I have never seen myself as having courage in great quantities. If I were to describe myself with respect to courage; I would use words such as timid, shy, introverted, cautious and reserved. And even when I seem outgoing, it is not my natural tendency and not comfortable to me. I don’t like making new friends and talking to people I don’t know. I hate conflict and confrontation and I don’t like being the center of attention. I’d rather sit in the corner. Since I don’t feel like a courageous person; I think that I why I have admired courage in other people. So often I have prayed for courage. That I might be bold in sharing my faith or that I would have the courage to be obedient and to go and do what God has called me to. Some truths have recently become clearer to me.
Number 1: Jesus said “If you remain in me and my words remain in you, ask whatever you wish, and it will be given you.” (John 15:7)
Number 2: “being confident of this, that he who began a good work in you will carry it on to completion until the day of Christ Jesus.” (Philippians 1:6).
God is slowly answering my prayer and doing good work in my life and I trust He will continue until Christ comes for me. I believe one reason I cannot see courage in myself is because I possess too much pride. Pride is often considered a good virtue. Many times someone can seem courageous, but behind it lies pride. I have this strong feeling that I have to prove myself. I don’t like to talk to people or go new places because I don’t want to look like “the new person” or like I’m completely lost or even like I don’t know what I’m doing. I will struggle with something for hours before I will finally ask for help. All because I have so much pride that I don’t want to admit I can’t do it myself. This makes me persistent, yes, but not courageous. As I learn to humble myself in a new place and with new job, I can finally see some courage in myself. 1 Peter 5:6-7 “Humble yourselves, therefore, under God's mighty hand, that he may lift you up in due time. Cast all your anxiety on him because he cares for you.”

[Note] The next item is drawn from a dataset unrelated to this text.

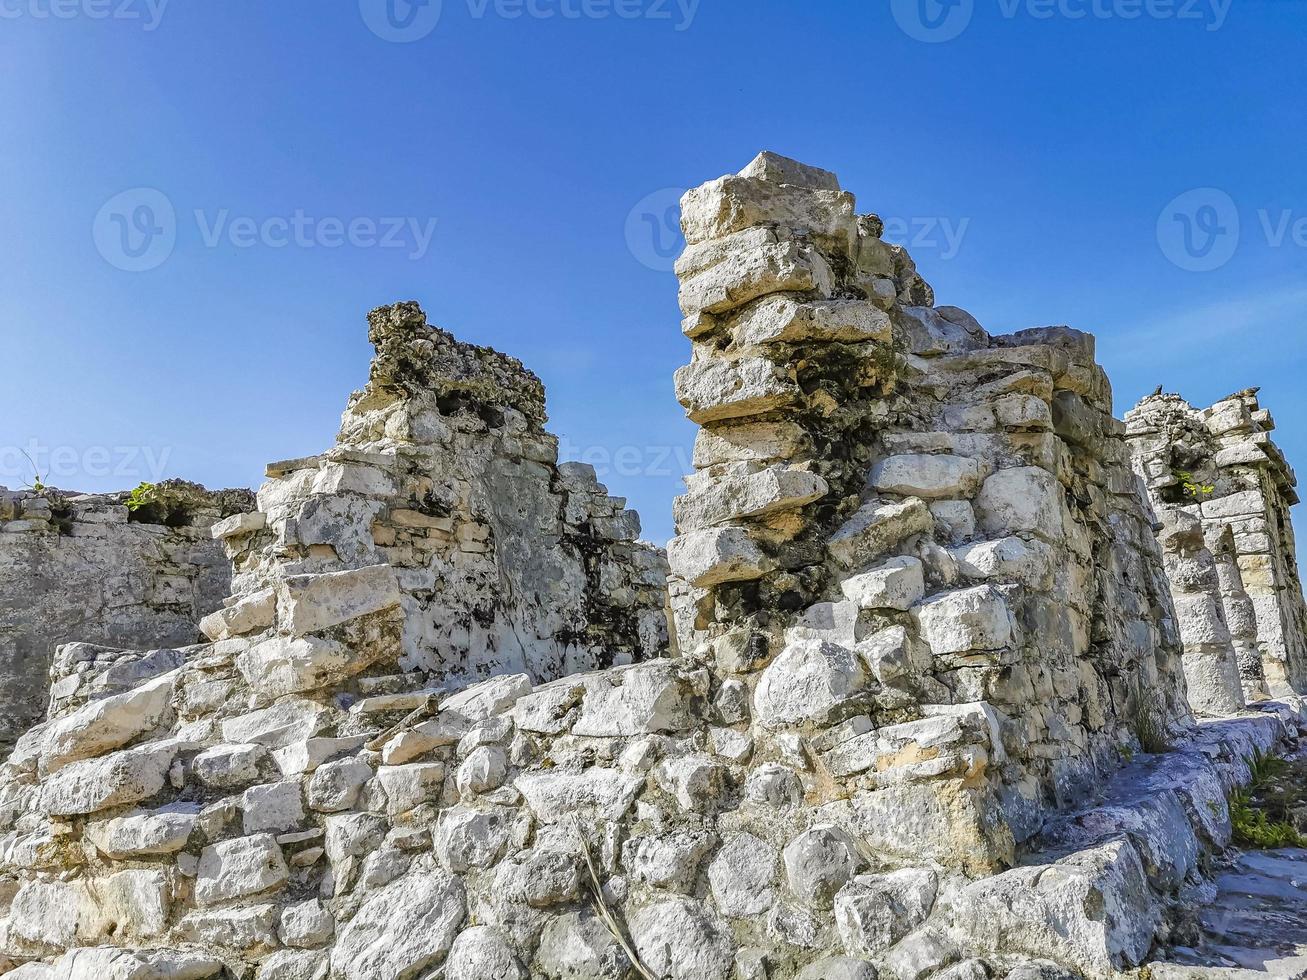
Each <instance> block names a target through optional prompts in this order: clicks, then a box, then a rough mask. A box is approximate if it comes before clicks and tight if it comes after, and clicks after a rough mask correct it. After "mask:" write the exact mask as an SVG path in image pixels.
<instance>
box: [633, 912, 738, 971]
mask: <svg viewBox="0 0 1307 980" xmlns="http://www.w3.org/2000/svg"><path fill="white" fill-rule="evenodd" d="M629 925H630V930H631V941H633V943H634V945H635V953H637V955H638V956H639V958H640V962H642V963H643V964H644V966H646V967H648V968H650V970H651V971H652V972H654V975H655V976H659V977H665V979H667V980H723V977H727V976H729V975H731V968H732V964H733V962H735V950H736V947H735V941H733V939H732V938H731V933H729V930H728V929H727V928H725V926H724V925H720V924H719V923H716V921H714V919H711V917H710V916H708V913H707V912H706V911H704V908H703V907H702V906H701V904H699V903H697V902H694V900H691V899H684V898H677V899H669V900H667V902H659V903H656V904H652V906H646V907H644V908H642V909H639V911H638V912H635V913H634V915H631V916H630V919H629Z"/></svg>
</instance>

Courage and bravery usually involve some sort of personal sacrifice. We call our soldiers brave because they give up their lives, families, and security to defend our nation. I moved away from everything I knew and stepped out in obedience. I have been called brave and courageous many times these past few weeks. People can’t seem to believe that I came all the way out here for a new job when I’m only 23. It surprises people that I can live here where I have no family and don’t really know anyone yet. It surprises people I meet that I can walk into a new church by myself and just put myself out there. I’ll let you in on a secret. Every new situation I’m in scares me to death and I’m in new situations every day. But I really have no choice. I must be bold in order to survive in a new place. Shouldn’t our daily lives be like that? If we obey Christ we need daily courage to walk by faith. Amazing things can happen when you “put yourself out there” and allow God to work. I love the quote from the book If you Want to Walk on Water You’ve Got to Get Out of the Boat By John Ortberg -- "For someone who wrestles with worry and doubt and yet still obeys, trembling but trusting-- that is true courage."
My hope and prayer is that I continue to learn humility and God daily gives me the courage to follow him wherever He may lead me.